CIVIC archives spanning the last 800 years will be placed on to an online database to open up details of York’s famous history to a global audience.
The project will create the first complete online database of the city’s archives, which contain more than 6,500ft of documents that preserve the memories and voices of thousands of citizens throughout the centuries.
The new internet database will also be part of the celebrations next year to mark the 800th anniversary of the city receiving its Charter in 1212.
The scheme is being funded by a grant of nearly £40,000 from The National Archives, and the cash will also be used to replace an existing paper catalogue, which has been in continuous use since a former deputy town clerk, William Giles, created it in 1909.
York Council’s cabinet member for leisure, culture and social inclusion, Coun Sonja Crisp, said: “This is fantastic news as the civic archives are one of York’s most important heritage collections and are recognised as one of the most significant civic archives outside London.
“This new catalogue will be one of the long-term legacies of the York 800 celebrations.”
The civic archives contain the original records of York’s city government for more than 800 years.
The earliest document dates from 1155, and from 1476 to the present day the archive provides an unbroken record of how York’s residents have run their city.
York Council’s archivist for civic records, Victoria Hoyle, said: “This project is the key to unlocking one of York’s hidden treasures. It’s incredible to think some documents in our collection are older than York Minster and the City Walls.
“An archive isn’t just a room full of paper and parchment, it’s a repository of community memory and identity.
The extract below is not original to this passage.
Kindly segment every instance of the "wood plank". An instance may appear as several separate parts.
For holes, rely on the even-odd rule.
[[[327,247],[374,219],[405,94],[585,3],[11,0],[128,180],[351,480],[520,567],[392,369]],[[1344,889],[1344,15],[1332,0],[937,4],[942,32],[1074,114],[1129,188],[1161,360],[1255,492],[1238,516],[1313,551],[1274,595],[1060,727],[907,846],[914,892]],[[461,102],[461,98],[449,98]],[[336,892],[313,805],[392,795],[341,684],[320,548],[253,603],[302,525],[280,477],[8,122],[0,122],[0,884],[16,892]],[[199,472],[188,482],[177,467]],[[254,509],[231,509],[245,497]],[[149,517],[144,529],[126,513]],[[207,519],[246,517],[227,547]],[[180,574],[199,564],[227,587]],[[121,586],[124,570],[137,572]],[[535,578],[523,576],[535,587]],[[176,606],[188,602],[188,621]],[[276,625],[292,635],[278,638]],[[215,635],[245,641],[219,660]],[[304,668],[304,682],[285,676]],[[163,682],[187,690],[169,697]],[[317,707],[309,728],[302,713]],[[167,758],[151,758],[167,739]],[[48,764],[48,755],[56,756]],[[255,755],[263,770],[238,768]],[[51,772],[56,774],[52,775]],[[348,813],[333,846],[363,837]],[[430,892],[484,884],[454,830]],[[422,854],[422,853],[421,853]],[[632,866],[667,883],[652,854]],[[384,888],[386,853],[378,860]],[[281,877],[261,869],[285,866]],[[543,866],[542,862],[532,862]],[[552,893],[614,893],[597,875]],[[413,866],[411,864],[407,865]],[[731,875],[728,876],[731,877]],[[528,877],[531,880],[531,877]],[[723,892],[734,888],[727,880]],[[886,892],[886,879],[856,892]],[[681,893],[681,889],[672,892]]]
The new catalogue database will open up this amazing resource as never before.”
During the project, each section of the archive will be examined and described by a project archivist who will create an online searchable catalogue.
The catalogue will open up the collection for historical research, and support learning activities and an outreach programme designed to broaden the public appeal of York’s heritage.
The two-year project is due to begin in April next year.